Chloe Watkins is pictured at the announcement of FBD Insurance’s sponsorship of Team Ireland which will run until the end of 2020 (2) copy.jpg

By Michelle Newman

“Normally I’m up at 7am unless I’ve training before work - I play for Monkstown Hockey Club - then I’d be up before 5:30am. I’ll have a quick shower and try to get a few minutes of stretching in as I’ll be sitting at a desk for a couple of hours a day. It makes a huge difference for injury prevention and I always feel a lot better afterwards. I change for work before making some breakfast and getting my lunch ready. On mornings that I train, I leave everything packed and ready the night before so I can just get up and go. I usually try to leave the house before 7:45am as I get the Luas into work and I’m usually in town by 8:40am.”

 “The first thing I do when I get to work is fill a water bottle and make a coffee. Then I check emails and start into whatever job I’m working on. I only started a few months ago so I’m still learning. Depending on whether I’m in the office or out on site, lunch can change but I bring it with me most days and try get out for some fresh air and stretch my legs.” 

“I’m working with a team so I get delegated various jobs, depending on what has come in. I’m at the basic level so it’s all pretty new, but there’s always someone there to help if I need it so there’s lots of support. I’ll have exams coming up in a few months so I’m enjoying the free evenings while I have them as I’ll need to start studying properly soon.”
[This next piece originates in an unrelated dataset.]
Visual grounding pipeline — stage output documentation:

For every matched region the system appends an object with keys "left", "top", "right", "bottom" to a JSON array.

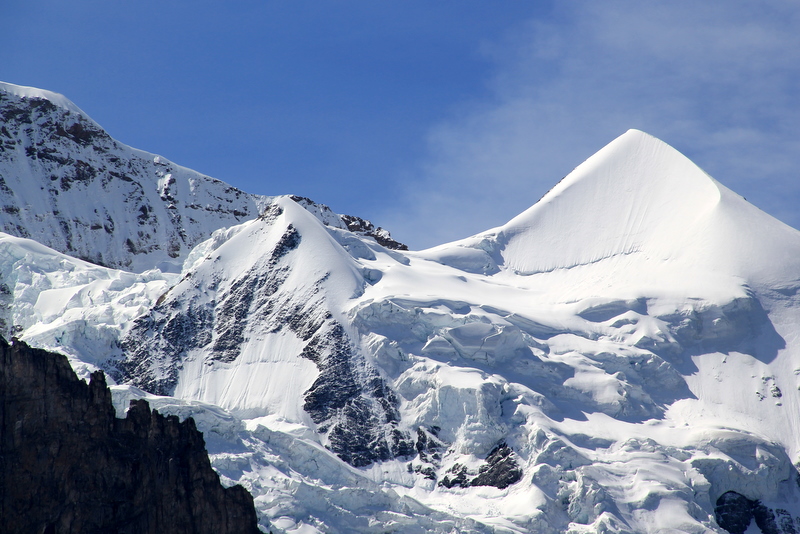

 “I leave work at 5:30pm and head home for a quick change and something to eat as I train three nights a week on the pitch. The great thing about training is that it helps to distract you from whatever has happened in work or it can be hard to switch off in the evenings after studying, but an hour or two on the pitch really clears my head. It’s nice to get out for some exercise when you’ve been inside all day but in winter it’s a bit tougher. Then it’s home for a shower and a cup of tea to warm up, I’m a big fan of herbal tea; green tea with lemon is my favourite.”

 “I’ll have a club match at the weekend and normally a national session on a Sunday which consists of two, two-hour pitch sessions and a video analysis meeting. We train in blocks, so since October we have been training regionally on Wednesday evenings and as a whole squad every Sunday. This is all geared towards our upcoming Olympic qualifiers for Tokyo 2020 next year. It’s a tough process to qualify and it has never been done before for an Irish women’s hockey team so we are all extremely motivated towards achieving this goal. The first round will be in June, and depending on our finishing position and world ranking, the final qualifier will be in October 2019.” 

“It can be pretty hectic with training but being a member of the national squad has allowed me travel all over the world. Training camps and tournaments abroad are far from a holiday but it’s still nice to see different parts of the world, even if it’s only for a few hours here or there when on a trip.”

 “I’m not a huge TV fan because I tend to lose interest or miss episodes as a series goes on but I like watching I’m a Celebrity… Get Me Out of Here when it’s on and if I’m in on a Friday The Graham Norton Show is one of my favourites. I’m also a big Liverpool FC fan so I love watching them play whenever I can. Last Christmas, I went over to Anfield with my brother for a game, we did the stadium tour for the first time which was great. I also love trying out any new coffee spots that open up in Dublin. I lived in Amsterdam last year and the coffee scene is very strong over there. Dublin is definitely catching up and getting better each year.”

“I’ve learnt so many other skills through my time with the Irish team that have really stood to me during stressful periods, such as exams or in work. It’s been said before, but playing sport at a high level really helps you to develop skills like resilience, leadership and time management. We could be away for a few weeks at a time for a major tournament or qualifier in an intense environment with 25 other people, so you have to learn to communicate effectively and deal with different challenges, while also creating a supportive team culture.”